The thread running through this issue of Catalyst is, to quote Frantz Fanon, the “pitfalls of national consciousness.” Fanon had in mind the elite nationalism that so many intellectuals gravitated toward in the era of decolonization, which he correctly viewed as an obstacle to genuine social emancipation. In substituting the fictive notion of a national community in place of a popular class project, this ideology served the aspirations of an emerging domestic elite, which, while happy to oust the colonial masters, did so mainly in the hope of taking power for itself. It was a conservative brand of nationalism that substituted the language of community for that of class.
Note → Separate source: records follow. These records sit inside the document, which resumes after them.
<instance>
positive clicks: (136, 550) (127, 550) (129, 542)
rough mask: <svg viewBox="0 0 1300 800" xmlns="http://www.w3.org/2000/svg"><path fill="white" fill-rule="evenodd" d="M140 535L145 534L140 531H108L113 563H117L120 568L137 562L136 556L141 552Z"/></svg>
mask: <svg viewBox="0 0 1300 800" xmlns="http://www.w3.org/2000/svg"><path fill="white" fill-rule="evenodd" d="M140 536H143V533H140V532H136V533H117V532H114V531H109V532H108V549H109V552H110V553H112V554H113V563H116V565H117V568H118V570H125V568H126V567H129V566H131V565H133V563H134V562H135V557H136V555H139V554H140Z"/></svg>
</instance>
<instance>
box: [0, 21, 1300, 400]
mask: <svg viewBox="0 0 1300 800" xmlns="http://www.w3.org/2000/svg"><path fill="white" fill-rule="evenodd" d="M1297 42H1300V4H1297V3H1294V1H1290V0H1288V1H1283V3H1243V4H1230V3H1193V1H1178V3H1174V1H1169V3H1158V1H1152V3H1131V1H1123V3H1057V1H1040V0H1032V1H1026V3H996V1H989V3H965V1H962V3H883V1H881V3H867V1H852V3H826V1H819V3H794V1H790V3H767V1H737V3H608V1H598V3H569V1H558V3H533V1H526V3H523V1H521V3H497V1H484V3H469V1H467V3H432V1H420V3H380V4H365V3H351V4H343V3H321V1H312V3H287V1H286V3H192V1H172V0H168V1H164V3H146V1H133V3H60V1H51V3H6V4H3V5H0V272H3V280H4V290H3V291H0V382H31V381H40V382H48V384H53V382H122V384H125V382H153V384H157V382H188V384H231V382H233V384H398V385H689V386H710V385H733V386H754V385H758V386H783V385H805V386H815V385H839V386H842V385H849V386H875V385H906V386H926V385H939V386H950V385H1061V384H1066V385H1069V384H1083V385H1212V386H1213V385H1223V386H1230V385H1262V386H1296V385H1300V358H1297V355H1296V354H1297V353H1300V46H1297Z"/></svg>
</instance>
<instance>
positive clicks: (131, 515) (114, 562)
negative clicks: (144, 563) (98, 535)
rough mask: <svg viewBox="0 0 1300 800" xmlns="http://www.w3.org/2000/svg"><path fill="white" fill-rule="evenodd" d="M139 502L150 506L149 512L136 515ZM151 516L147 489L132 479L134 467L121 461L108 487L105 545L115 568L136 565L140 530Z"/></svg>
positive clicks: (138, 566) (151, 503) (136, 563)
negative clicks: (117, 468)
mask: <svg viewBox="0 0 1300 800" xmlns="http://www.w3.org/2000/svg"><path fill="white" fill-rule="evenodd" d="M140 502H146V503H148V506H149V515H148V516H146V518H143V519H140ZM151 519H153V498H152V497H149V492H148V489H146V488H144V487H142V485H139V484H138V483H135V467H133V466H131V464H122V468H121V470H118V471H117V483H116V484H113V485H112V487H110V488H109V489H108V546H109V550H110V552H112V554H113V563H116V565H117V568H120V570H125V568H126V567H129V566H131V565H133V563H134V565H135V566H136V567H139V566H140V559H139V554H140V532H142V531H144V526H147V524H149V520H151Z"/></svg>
In the American left today, this orientation lives on as “identity politics” — a politics ostensibly committed to liberation but in fact limited to the interests of elites within the dominated groups. The main difference between the earlier form of national consciousness and the current identitarian tendency is that, today, the elite ideology has a stronger hold on the political left. In earlier decades, identity politics had to contend with a socialist current that was not only organized but had a mass base in subaltern classes. That is not the case today, and it has enabled the elite brand of identity politics to have a more pervasive influence on progressive politics.
There is no more conspicuous example of the change in left intellectual culture than the interpretation of Fanon himself. This acerbic critic of cultural nationalism and race reductionism has been turned into an icon of those very phenomena. When Fanon wrote his key works at the time of the Algerian liberation struggle, it was uncontroversial that he criticized European colonialism not simply as a colonial subject but as a socialist. As Bashir Abu-Manneh shows in his essay on Fanon’s The Wretched of the Earth, by the end of the century, Fanon had been reduced to being an advocate of violence and an abstract “colonial” identity. His biting critique of the indigenous elites, of cultural nationalism, and of a narrow race consciousness had largely been erased by a “quite willful misreading” propagated by theorists from postcolonial studies.
Abu-Manneh’s essay goes a long way toward excavating Fanon’s class politics and restoring it to its rightful place in Fanon’s work. In so doing, Abu-Manneh shows that the West Indian socialist remains highly relevant, as a critic of the very trends that are so powerful within today’s Left. As Fanon argued, what was damaging about the nationalism of his time was not its displacement of class by a focus on the nation, but rather how it interpreted the nation. The latter was conceptualized so that it became a proxy for domestic ruling classes, leaving out the needs and aspirations of the laboring classes. Hence, what was at stake was two competing visions of the “nation” — one that identified it with the elites seeking to simply take the place of the colonial overlords, and the other that identified it with the laboring masses. This is, of course, the very debate that is unfolding on the Left today and that makes Fanon our contemporary.
In the colonial world, one of the central social bases of nationalist politics was the state functionaries and urban educated elites. So, too, in the United States today, it is the salaried middle classes and educated professionals. Benjamin Y. Fong and Melissa Naschek undertake a subtle analysis of the massive growth of these strata through NGOism over the past half century, of their links to the corporate community, and, most important, of the peculiar political culture that is generated within their ranks — a culture that obsessively invokes the language of empowerment, community, marginality, and justice, but that carefully avoids a confrontation with real power. Fong and Naschek trace the evolution of this “third sector” and make a powerful argument for why its primary function is ideological: to deploy the language of empowerment and transformation while obscuring both the real fount of power in capitalism and the strategies to challenge it.
The bizarre marriage of radical-sounding rhetoric and the interests of the middle class was on display in a recent event at an elite American college. As Catherine Liu explains, a black student was questioned by staff about her presence in a closed building, an action that evoked such outrage on her part that she accused those involved (and some not involved) of racism. The staff were not only punished but publicly humiliated, with the college president leading the charge. A subsequent investigation found no evidence of wrongdoing, but it was too late. The damage was done.
The event is significant in that it offers a window into how these elite spaces, which train and socialize their students to enter the ranks of the American upper class, much as they did in earlier decades, now utilize the language of identity and marginality to pursue the same narrow class agenda they always have. But while they were more forthright in their social mission before, today, they drape it in the language of an ostensibly emancipatory commitment. After the episode was covered by the New York Times, the journalist Ryan Grim, one of the few voices of sanity, made the telling observation that, whereas in earlier times the Left would have come to the defense of these workers, now it stood silent at best, and more frequently joined in with the public shaming. But then, this should not be entirely surprising, for this political culture is precisely what an elite-dominated “national consciousness” amounts to: the creation of a social identity around the very specific worldview — the class culture — of dominant groups.
These are the strata that still overwhelmingly populate the ranks of the contemporary left, and until socialists find a different anchor and embed themselves within the class they claim to be fighting for and alongside, they will continue to be a sideshow on the political scene.